Sunday, December 09, 2007

Leaving Afghanistan

The Dutch are staying, so are the Australians and so are we.

The idea of Canada withdrawing its soldiers once their commitment is up in 2009 is becoming increasingly untenable. We won't leave, not because we want to stay, but because the consequences of our leaving are unthinkable. To leave, we would be abandoning our most important military alliance, the one we've been in for more than half a century.

But our troops are needed elsewhere and the need for them in other corners of the world is going to increase steadily. So, how then, do we get ourselves out of Afghanistan?

The first step is to acknowledge what our combat group is doing over there. It's there to provide security while the government gels up and a proper Afghan army and police service can be put in place.

The next step is to recognize why we've made virtually no progress despite the Taliban having been run out six years ago. We've been waging war on the cheap. NATO and the US combined have just a fraction of the number of troops in Afghanistan needed for this sort of warfare. We're lucky to have done as well as we have. And our middling military effort has been the best of the whole show. Our attempts to create a viable (as in representative, democratic, unified and non-corrupt) government have been a flop. Our efforts at reconstruction have been a flop. The country remains in the choke hold of the warlords and druglords, both within and outside of the government. Meaningful and effective reconstruction requires adequate security and that can't be delivered until our side, not the Taliban, occupies the countryside.

So, just what can we do? Keep treading water - for a while and use whatever time remains to us to actually change the status quo. How to change the status quo? Train an effective Afghan infantry force, using a model already well known to Canada. Train them here - 1,000-1,200 at a time. Three months basic, three months infantry school, a couple of months specialty training and - then home - fully trained, fully equipped and ready to become an operational battalion under NATO direction initially. Train officers, train ranks and train trainers. By the time we have gotten four to six courses trained and returned to Afghanistan, there ought to be the basis for a cohesive, effective and nationalist army willing to serve its country.

There are plenty of NATO members reluctant to pull their weight in Afghanistan. They should pick up the tab for the training operation in Canada.

Once we have four battalions up and running in Afghanistan, twice our current troop level, we can pull our soldiers out and have them available to deploy in other places where they may actually do more good.

Why train them in Canada? To get them out from under the thumbs of the corrupt politicians and warlords in their homeland, at least long enough to allow them to be formed into something better than a uniformed militia for one of the several ethnic groups in Afghanistan.

Is that enough? Yes, it is. What are the options? Stay the course? Oh yes, that's working really well, isn't it? Defeat the Taliban? Sure, just increase force levels tenfold. For Canada that means creating the same mini-army we mustered for Korea except it would also mean keeping them in place over there for two decades more at least.
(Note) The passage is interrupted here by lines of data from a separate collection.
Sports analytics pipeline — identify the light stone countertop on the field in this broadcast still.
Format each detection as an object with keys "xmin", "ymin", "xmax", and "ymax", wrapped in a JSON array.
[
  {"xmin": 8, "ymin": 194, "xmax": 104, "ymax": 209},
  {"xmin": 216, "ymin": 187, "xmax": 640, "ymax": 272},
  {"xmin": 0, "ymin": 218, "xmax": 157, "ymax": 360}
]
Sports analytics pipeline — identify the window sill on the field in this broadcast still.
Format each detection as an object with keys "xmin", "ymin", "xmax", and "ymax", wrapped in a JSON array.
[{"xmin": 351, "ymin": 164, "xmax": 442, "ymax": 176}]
Mobilizing our resources to train an Afghan army is the best way out. It may be our only hope of leaving Afghanistan.

3 comments:

Anonymous said...

Those other countries aren't in comabat roles in Khanadhar. perahps they'd like to put their money and their soldiers wherre their mouth is.
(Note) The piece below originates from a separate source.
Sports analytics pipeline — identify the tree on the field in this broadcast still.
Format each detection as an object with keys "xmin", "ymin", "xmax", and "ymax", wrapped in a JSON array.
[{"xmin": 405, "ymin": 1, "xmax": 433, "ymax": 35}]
We will be leaving Khandahar when our 4 years, which is two years longer than it should have been is up. if we don't NATO is meaningless, not the other way around.

So if these other Nato Countries who wont send their troops where its dangerous want help from NATO countries int he future, do we get to say, well only in the safe areas, sorry you didn't put out in the tight spots in Afghanistan so we aren't going to your aid now.

NATO is meaningless unless we leave after doing double duty in the most dangerous areas while other countries twiddle their thumbs up north.

Anonymous said...

Afghanistan: Other countries must pull their weight or we leave.

Kyoto: Canada must do the heavy lifting to set an example.

Logic, leftwing style.

The Mound of Sound said...

You misstate the logic, warp it actually to fit your argument. Canada HAS been doing the heavy-lifting in Afghanistan and it is time other nations started doing the same because we can't achieve much without them. And, yes, Canada also ought to be in the front ranks of the heavy-lifters on global warming. We've certainly grown wealthy and happy creating far more than our share of the atmospheric carbon that's causing the problem. Our very wealth is directly tied to that pollution but what we've damaged belongs to everyone and, when you wreck property that's not yours, you don't wreck it any further and you fix what you've damaged. Your mother should have taught you that. Maybe she wasn't leftwing enough to know right from wrong.